Há 31 anos trabalhando na Polícia Militar de Santa Catarina, Arlene Sousa da Silva Villela pode se considerar parte da história da corporação no Estado. Natural de Chapecó, ela ingressou na PM somente três anos após a criação do batalhão feminino no município e não nega que de início sofreu com o estranhamento tanto por parte de policiais como da população durante as abordagens. No entanto, é taxativa ao afirmar que “legalidade não tem a ver com força” e graças a esse lema foi subindo de posto até se tornar a primeira mulher a assumir como coronel em Jaraguá do Sul. Feito que recentemente completou um ano.
Ela credita a ascensão ao trabalho humanizado que sempre buscou exercer dentro da corporação, fazendo o possível para aproximar a polícia da comunidade e promovendo uma escuta ativa com foco na resolução de problemas. A paixão por pessoas e o trabalho realizado na polícia, no entanto, nunca foram um sonho, mas uma construção. Antes de se arriscar combatendo o crime nas ruas de sua cidade natal, ela cursava faculdade de química e buscava uma forma de custear os gastos com os estudos. Foi nessa época que soube de vagas para policial militar e resolveu se inscrever, crente de que não passaria.

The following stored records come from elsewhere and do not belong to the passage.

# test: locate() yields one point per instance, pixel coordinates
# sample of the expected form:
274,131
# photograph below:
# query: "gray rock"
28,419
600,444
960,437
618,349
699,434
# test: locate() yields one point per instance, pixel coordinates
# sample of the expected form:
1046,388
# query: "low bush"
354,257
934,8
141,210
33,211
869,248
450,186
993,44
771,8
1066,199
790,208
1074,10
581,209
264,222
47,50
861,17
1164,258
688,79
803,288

“Na época, o ingresso não era por concurso público, mas algo como um vestibular. Quando decidi me inscrever não pensei muito. Apenas enxerguei a possibilidade de ter a renda que precisava e apostei sem pensar duas vezes”, argumenta. Passados quatro anos de formação na academia de polícia, a química acabou ficando para trás. Formou-se em direito e pedagogia para trabalhar com a formação de novos policiais e coordenar o Proerd, mas foi quando veio transferida para Jaraguá do Sul que de fato se encontrou.
“A mudança foi motivada por uma oportunidade de trabalho que o meu marido recebeu aqui. Levou um tempo para conseguir a transferência e, chegando no município, fui logo designada para implantar os Conselhos de Segurança Comunitários (Consegs)”, recorda. Foi nessa oportunidade que Arlene passou a ter um contato mais direto com a população. Depois de 15 anos, abandonou o policiamento de rua, de combate, para se dedicar a algo mais voltado para a prevenção de crimes. Estar na cidade mais segura do Brasil ajuda, é claro, mas não torna as coisas necessariamente fáceis.
Por aqui, o grande problema são os altos índices de violência doméstica. Segundo ela, além de investigar e punir, é preciso avaliar os perfis de quem pratica os atos. Observar comportamentos comuns e encontrar maneiras de atuar contra isso antes que a ocorrência de fato seja registrada, como já acontece levando informações em forma de palestras, por exemplo. Mas é preciso mais. Atuando no comando da regional, a coronel tem como sonho cursar biblioteconomia no intuito de organizar as informações da PM de todo o Estado, transformando os dados estatísticos que os batalhões reúnem hoje em dados mais ricos. “Hoje os casos são somente números, mas é preciso contar essas histórias. O caminho é investir em uma análise qualitativa no intuito de chegar nas raízes dos problemas”, sugere.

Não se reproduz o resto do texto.